In the studious treatises that have celebrated the mythology of trout for the last 500 years, streams are always clear as air and cold as melting snow, anglers are generally knee-deep in rapids that gurgle in perfect pitch and the sacred fish are caught only by casts that graze perfection.
So Rodney Hawkins was a bit disappointed Saturday to find himself sharing a small piece of the Rose River with about 60 men, women and children, elbow to shoulder, casting kernels of corn to small trout that were easier to catch than a chill in February.
"This is just too crowded," said Hawkins, 16, dressed in rubber waders and equipped with textbook-perfect trout gear. On both sides of him, anglers with stubby Fiberglas poles or lines tied to tree limbs were busy catching stocked fish, branches and one another.
The opening day of trout season is a spring ritual as predictable as any spawning run. White-haired grandfathers and wide-eyed kids stake out favorite spots beside fast-moving water to catch marvelously colored trout.
In Virginia's Madison and Rappahannock counties, which begin about 70 miles southwest of Washington and climb the eastern slope of the Shenandoah Mountains, trout season is as much a part of the local rhythm as church bake sales and spring plowing.
Anglers travel hundreds of miles to fish rivers like the Rose and the Hughes, which begin under tangles of mountain vegetation, then gush down rocks and ridges to flatland farm country. Along the way, they are stocked each year with thousands of hatchery-raised trout, obligingly naive, especially on opening day.
"This is a big day down here, a very big day," said Diana Cheston, who, with her husband Whit owns the Syria Mercantile Co., the kind of general store you don't often see outside Norman Rockwell paintings. On opening day, Diana and two clerks were kept busy selling bait, bamboo poles and wicker fish baskets to families of anglers wetting lines in the Rose just a few yards across the road.
"In the winter, everything kind of stops around here," said Diana, a city-bred girl who moved to a small town in Madison County a few years ago. "Money disappears. We carry everybody around here on credit until the money comes back again. The fishing season kind of opens that up."
On Saturday noon, when the season officially opened, the Rose River looked like the scene of a mass baptismal. It wasn't long before fish that had been raised on hatchery food pellets were swallowing almost anything on a hook.

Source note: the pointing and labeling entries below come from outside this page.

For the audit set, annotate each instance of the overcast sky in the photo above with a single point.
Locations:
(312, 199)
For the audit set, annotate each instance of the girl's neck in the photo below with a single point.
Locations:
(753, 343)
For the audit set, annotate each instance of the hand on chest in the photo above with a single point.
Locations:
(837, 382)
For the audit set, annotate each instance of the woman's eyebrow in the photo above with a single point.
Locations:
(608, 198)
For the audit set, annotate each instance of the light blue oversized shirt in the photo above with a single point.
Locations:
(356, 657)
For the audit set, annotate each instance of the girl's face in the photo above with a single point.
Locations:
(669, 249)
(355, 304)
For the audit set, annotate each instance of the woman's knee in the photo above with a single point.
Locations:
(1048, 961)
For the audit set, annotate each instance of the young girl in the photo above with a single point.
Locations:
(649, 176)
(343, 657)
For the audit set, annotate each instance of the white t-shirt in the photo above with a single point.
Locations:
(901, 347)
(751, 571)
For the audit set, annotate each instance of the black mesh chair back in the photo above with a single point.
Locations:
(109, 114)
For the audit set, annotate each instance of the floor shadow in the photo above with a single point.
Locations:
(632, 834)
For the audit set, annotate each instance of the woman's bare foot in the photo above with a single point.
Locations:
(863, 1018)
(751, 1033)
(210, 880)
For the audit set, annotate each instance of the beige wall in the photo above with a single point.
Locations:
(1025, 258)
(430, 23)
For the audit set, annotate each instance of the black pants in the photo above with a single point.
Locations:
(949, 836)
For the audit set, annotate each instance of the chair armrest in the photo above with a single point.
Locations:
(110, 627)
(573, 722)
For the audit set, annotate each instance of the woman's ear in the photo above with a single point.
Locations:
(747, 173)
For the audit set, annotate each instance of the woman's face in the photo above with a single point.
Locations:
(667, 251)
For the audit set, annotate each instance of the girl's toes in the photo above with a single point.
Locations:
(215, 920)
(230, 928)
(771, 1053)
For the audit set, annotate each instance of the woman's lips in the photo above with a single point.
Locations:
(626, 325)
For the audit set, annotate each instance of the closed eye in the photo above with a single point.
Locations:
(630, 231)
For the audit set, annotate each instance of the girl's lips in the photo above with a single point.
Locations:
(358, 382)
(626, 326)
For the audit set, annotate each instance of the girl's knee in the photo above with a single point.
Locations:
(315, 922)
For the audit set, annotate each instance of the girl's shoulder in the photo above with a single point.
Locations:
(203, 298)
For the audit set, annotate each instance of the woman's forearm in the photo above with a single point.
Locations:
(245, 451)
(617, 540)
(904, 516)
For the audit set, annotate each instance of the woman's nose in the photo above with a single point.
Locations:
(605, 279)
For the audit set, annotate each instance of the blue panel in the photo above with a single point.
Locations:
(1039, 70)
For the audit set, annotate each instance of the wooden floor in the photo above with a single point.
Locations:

"Come here, fish, come here, fish," said Turner Graves, 6. He was on his hands and knees, chasing his first fish, a 10-inch trout that had jumped the hook as it was pulled ashore and was now trying to flip-flop back in.
Graves was surrounded by a dozen of his kin who were fishing a busy pool of the river just 100 yards below the family-owned Graves Mountain Lodge. "It's a good way to promote fishing for our children," said Rachel Graves, who held a camera around her neck, ready to capture her own riverside treasure. "If you're fishing, you're not going to get into a lot of trouble."
While she was talking, a 5-year-old nephew, Roby Camper, reeled in his first trout. Uncle Jim Graves got the hook out of its mouth, then handed it to the boy. He held the trout stiffly in both hands, staring intently at its gasping mouth, afraid it might disappear if he took his eyes from it.
About a mile downstream, about 200 kids, aided by parents, fished a portion of the Rose that was reserved this day for children 12 and under. The project is an annual cooperative effort between Virginia's Commission of Game and Inland Fisheries, which stocks the stream; the Graves brothers, who own it, and members of the Rapidan Chapter of Trout Unlimited, who volunteer their time and expertise.
"Trout season used to open April 20 every year," said Jay Reed, a white-haired fly caster who has been fishing the Rose and the Hughes for more than 45 years. "But they changed it to the first Saturday in April because whenever the 20th fell on a weekday, all the kids would skip school to go fishing."
Reed was enjoying the sight of so many kids catching so many fish. But he said his own fishing would wait until later, after the crowds had departed for another year and the surviving trout had time to get a little smarter. Soon enough, they would be more than a match for mere men.